Government of Catalonia
- Seal of the Generalitat de Catalunya

Government overview
- Formed: 1931 (by the Second Spanish Republic) 1977 (from exile)
- Dissolved: 1939 (by Francoist Spain)
- Jurisdiction: Catalonia
- Headquarters: Sala Tarradellas, Palau de la Generalitat de Catalunya, Barcelona
- Government executive: Salvador Illa, President of the Government of Catalonia;
- Website: catalangovernment.eu

= Executive Council of Catalonia =

Government body in Spain

The Executive Council of Catalonia (Consell Executiu) or the Executive Government of Catalonia (Catalan: Govern de Catalunya) is the executive branch of the Generalitat of Catalonia and its main collective decision-making body. It is responsible for the political action, regulation, and administration of the government of the autonomous region.
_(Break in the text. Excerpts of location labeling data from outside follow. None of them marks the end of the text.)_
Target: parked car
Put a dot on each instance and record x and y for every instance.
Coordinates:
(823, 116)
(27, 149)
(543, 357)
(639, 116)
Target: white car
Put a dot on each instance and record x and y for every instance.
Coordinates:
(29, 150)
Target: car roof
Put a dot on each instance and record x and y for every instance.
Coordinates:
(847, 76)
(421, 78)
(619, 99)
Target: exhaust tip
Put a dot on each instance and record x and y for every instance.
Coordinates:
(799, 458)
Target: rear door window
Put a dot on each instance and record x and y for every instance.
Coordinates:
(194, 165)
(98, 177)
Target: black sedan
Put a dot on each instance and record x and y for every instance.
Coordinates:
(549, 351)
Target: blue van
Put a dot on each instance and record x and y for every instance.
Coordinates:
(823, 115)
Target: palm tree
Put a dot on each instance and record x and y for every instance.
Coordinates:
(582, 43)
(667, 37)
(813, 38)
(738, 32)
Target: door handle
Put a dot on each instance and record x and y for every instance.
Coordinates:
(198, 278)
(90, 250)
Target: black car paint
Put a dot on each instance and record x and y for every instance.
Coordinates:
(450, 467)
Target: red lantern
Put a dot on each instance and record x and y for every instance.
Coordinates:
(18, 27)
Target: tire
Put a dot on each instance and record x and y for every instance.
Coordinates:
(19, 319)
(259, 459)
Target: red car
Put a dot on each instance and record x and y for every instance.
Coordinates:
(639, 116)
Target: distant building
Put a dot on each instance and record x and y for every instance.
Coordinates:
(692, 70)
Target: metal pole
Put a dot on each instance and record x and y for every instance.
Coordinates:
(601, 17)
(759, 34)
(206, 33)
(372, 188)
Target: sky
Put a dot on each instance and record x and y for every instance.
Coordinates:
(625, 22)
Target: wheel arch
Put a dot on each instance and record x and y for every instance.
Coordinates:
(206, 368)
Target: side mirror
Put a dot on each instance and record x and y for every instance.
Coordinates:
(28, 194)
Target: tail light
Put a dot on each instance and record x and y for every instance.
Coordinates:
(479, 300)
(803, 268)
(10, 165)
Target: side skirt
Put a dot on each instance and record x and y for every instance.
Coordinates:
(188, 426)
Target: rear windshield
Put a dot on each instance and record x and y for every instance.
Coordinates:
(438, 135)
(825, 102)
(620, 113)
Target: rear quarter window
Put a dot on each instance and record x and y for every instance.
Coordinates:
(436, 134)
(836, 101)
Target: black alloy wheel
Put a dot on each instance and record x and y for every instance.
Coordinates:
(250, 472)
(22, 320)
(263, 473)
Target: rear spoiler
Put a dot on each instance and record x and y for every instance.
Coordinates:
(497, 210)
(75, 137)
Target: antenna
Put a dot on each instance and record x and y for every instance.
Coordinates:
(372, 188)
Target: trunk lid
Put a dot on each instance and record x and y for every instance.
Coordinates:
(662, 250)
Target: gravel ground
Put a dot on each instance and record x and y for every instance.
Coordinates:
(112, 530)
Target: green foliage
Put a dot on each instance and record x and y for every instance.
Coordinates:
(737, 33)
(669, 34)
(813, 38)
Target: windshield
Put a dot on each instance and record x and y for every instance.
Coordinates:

The President of the Generalitat is the head of government. The president may also appoint a First Minister (Catalan: Conseller(a) primer(a)) to serve as their deputy, although since 2006 the office has been replaced by that of the Vice-President of the Generalitat of Catalonia, who must be approved by the Parliament of Catalonia. The various ministers (Catalan: consellers) are also appointed by the President of the Generalitat. Ministers, who chair their respective departments, need not be deputies in the parliament, as they have an automatic right to intervene in parliamentary
debates.

The Executive Council is made up by the President, the First Minister or Vice president, and the Ministers. Sessions of the council are called by the President, who chairs it, or, if absent, by the First Minister or Vice president. The mandatory quorum is half the Ministers and the chair. Decisions and resolutions are adopted by simple majority, and in case of tie, the vote cast by the President is tie-breaking. All decisions must be recorded in minutes drawn up by the Secretary of the Government. Members are required to keep secret the deliberations taken and members' individual opinions and votes. Members may not release documents known by the Council until their official publication.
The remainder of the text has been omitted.